JOSÉ RAMOS - ENXUGANDOGELO

Quando puderes dividir, divida!  Nunca mais te faltará nada.

Lamparina usada até hoje no sertão

Se existe um órgão em mim que funciona dentro de uma normalidade, esse é o cérebro. É nele que a minha memória deposita sua confiança, rememorando fatos e situações que aconteceram faz muito tempo.

Lembro nitidamente de um fato, quando ainda criança, morávamos na roça das Queimadas, um pequeno e escondido povoado de Pacajus. Era Pacajus por que pertencia territorialmente ao município, mas ficava mais próximo de onde hoje é Horizonte, município que recentemente foi incluído na RMF (Região Metropolitana de Fortaleza).

Pois, foi naquele clima que, a claridade da luz solar, assim de uma hora para outra começou a se esconder, e aos poucos, foi sendo substituída pela escuridão.

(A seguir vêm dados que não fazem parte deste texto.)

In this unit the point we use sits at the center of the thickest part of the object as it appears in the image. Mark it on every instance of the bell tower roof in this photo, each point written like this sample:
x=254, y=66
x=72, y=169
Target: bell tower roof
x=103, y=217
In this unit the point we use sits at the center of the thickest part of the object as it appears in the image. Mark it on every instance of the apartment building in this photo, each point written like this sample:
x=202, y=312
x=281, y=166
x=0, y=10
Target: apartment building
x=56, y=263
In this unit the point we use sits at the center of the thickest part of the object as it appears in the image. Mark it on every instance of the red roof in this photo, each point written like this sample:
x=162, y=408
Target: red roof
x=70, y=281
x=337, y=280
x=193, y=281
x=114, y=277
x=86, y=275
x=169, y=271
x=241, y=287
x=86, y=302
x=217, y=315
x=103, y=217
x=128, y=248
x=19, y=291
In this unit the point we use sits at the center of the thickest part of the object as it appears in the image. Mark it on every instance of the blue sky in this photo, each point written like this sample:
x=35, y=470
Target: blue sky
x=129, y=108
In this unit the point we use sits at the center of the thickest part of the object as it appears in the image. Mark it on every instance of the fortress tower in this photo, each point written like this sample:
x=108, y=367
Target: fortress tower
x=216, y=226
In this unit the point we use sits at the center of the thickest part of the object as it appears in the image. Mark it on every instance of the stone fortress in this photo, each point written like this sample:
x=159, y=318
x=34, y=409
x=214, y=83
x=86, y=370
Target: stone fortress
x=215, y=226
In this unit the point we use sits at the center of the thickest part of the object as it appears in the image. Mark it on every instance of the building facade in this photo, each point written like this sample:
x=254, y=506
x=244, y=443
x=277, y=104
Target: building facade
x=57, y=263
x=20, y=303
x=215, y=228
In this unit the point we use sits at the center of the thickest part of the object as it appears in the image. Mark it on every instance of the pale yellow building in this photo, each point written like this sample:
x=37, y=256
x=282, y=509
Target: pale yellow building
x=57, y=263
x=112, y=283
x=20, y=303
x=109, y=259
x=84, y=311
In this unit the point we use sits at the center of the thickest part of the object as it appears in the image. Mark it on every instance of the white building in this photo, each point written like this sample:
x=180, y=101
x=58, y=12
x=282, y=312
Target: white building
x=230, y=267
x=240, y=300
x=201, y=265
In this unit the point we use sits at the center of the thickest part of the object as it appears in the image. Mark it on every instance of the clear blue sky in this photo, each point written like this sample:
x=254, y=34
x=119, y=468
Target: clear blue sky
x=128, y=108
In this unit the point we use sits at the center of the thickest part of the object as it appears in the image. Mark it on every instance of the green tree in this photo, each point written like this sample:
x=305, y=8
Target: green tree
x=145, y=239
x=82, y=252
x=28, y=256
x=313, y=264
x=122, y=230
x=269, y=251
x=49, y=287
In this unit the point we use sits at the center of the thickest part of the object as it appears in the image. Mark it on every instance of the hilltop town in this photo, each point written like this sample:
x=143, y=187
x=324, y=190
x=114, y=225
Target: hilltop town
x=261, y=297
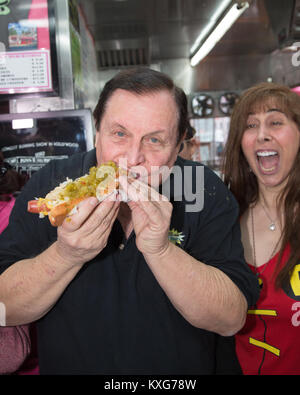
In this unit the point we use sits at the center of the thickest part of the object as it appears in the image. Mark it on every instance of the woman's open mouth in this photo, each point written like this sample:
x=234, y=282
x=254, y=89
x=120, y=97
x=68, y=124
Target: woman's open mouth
x=268, y=161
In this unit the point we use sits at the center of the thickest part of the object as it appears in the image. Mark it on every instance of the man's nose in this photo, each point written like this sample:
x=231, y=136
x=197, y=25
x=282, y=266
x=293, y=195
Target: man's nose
x=135, y=155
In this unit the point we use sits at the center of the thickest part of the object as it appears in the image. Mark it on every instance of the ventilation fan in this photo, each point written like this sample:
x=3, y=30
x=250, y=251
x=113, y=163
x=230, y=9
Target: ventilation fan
x=203, y=105
x=227, y=101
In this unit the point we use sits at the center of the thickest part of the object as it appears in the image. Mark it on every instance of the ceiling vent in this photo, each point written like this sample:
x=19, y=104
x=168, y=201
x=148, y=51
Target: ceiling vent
x=123, y=53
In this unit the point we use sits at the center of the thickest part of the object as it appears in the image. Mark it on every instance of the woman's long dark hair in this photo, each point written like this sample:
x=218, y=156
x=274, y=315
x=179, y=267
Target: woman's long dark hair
x=242, y=182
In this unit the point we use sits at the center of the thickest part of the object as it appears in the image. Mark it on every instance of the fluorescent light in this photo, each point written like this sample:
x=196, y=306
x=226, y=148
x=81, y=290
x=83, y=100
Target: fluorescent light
x=219, y=11
x=224, y=25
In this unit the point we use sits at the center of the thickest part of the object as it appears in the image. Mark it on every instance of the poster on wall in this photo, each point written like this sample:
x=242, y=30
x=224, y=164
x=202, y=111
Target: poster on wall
x=29, y=141
x=25, y=47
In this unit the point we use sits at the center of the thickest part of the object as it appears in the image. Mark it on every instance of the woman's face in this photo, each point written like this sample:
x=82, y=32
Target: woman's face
x=270, y=144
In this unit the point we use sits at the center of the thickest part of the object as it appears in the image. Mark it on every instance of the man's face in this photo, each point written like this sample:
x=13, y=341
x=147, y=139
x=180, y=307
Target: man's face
x=139, y=132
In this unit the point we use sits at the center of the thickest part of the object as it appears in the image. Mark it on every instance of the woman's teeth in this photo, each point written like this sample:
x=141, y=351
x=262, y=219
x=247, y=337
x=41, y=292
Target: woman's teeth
x=268, y=160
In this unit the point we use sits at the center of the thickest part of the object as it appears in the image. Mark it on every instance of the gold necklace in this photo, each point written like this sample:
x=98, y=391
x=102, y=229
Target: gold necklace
x=272, y=225
x=254, y=251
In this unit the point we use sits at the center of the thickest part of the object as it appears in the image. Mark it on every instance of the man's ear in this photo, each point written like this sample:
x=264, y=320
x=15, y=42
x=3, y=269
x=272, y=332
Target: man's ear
x=180, y=143
x=96, y=137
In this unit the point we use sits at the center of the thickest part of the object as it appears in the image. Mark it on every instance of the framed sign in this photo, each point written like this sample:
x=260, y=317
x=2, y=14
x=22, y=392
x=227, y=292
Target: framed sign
x=28, y=59
x=29, y=141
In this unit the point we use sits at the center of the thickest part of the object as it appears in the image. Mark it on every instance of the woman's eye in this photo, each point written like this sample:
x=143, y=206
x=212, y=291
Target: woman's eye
x=277, y=123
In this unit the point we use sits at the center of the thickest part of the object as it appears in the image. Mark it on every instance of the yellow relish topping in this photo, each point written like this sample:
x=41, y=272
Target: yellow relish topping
x=85, y=186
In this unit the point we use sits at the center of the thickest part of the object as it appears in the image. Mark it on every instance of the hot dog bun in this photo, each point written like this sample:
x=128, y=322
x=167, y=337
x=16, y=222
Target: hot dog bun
x=60, y=202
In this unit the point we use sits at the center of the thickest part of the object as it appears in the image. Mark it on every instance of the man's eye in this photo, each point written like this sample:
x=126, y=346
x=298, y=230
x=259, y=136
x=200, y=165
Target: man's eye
x=120, y=134
x=250, y=125
x=277, y=123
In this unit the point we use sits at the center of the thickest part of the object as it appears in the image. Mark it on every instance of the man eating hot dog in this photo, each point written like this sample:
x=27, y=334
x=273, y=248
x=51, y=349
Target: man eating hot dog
x=136, y=287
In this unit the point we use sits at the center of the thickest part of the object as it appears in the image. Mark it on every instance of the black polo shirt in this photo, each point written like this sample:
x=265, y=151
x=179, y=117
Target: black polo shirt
x=114, y=318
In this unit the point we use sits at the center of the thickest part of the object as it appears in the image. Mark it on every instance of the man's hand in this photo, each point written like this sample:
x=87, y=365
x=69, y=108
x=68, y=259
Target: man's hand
x=84, y=235
x=151, y=215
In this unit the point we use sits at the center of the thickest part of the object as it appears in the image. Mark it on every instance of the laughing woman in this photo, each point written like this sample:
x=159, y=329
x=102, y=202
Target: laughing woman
x=262, y=169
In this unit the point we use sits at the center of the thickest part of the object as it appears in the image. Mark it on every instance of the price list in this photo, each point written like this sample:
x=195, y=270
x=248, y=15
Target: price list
x=22, y=72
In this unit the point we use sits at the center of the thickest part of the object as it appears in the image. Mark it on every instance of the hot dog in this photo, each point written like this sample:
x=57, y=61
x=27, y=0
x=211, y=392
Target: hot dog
x=59, y=203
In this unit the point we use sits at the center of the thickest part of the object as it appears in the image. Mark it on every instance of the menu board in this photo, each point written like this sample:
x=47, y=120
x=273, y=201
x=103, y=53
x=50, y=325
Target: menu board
x=25, y=48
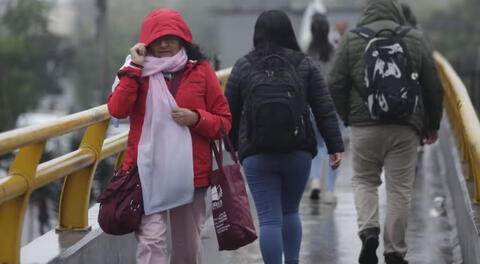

Nuvens negras vieram juntas, reforçando ainda mais aquela pintura feita nos céus, parecendo um poema escuro, sem muita graça, pintado por Pablo Neruda e Van Gogh a quatro mãos.

As nuvens não eram apenas um prenúncio. Era a chuva chegando mesmo. Rápida e forte, como se pretendesse se fazer notar naquele momento. Aquelas nuvens negras, por segundos, pareciam se abrir para dar passagem às línguas amareladas dos raios que as dividiam, ao mesmo tempo que faziam estremecer a terra. Era uma tempestade, maior que qualquer uma que tivéssemos pedido, mas na medida que Deus sabe que podemos suportar.

De repente, na porteira que levava à casa da Vovó, uma voz tremida se fez escutar:

– Ô cumade Doca, segure seu cachorro. Sou eu, “Dasdores”, e já tô entrando!

– Apois intão entre, danisca!

Bradou Vovó, com a força que os pulmões envelhecidos ainda permitiam.

– Ô cumade, duma hora pra ôtra em fiquei sem gás. Num tem nem um tiquim prumode botar na lamparina, e alumiar a casa! Vosmecê me impresta só um tiquim, logo amanhã cedo mando comprá pra devolvê, visse!

– Mulé, tu tá parecendo mais uma galinha velha, toda moiada! Inté a “coisona” que tu carrega entre as pernas tá toda engilhada!

– Deixa disso, mulé! Me adjetora logo esse gás, que eu quero voltar num pé e noutro – apois tá é tudo escuro lá em casa!

– Avia, cadê a lamparina, mulé?

– Cumade Doca, quaje que ia me isqueceno. Me impresta tomém um pôco de pó de café, prumode eu fazê amanhã cedim pra quem vai trabaiá!

Secular forma de “passar café” na roça

Pois foi assim, rapidinho, que um anoitecer mudou de figura, com a chegada da noite trazida por uma forte tempestade, onde o vento destruiu e derrubou árvores naqueles lugares distantes em que as pessoas ainda vivem até hoje, e poucos se dão conta, porque a televisão não mostra no Jornal Nacional.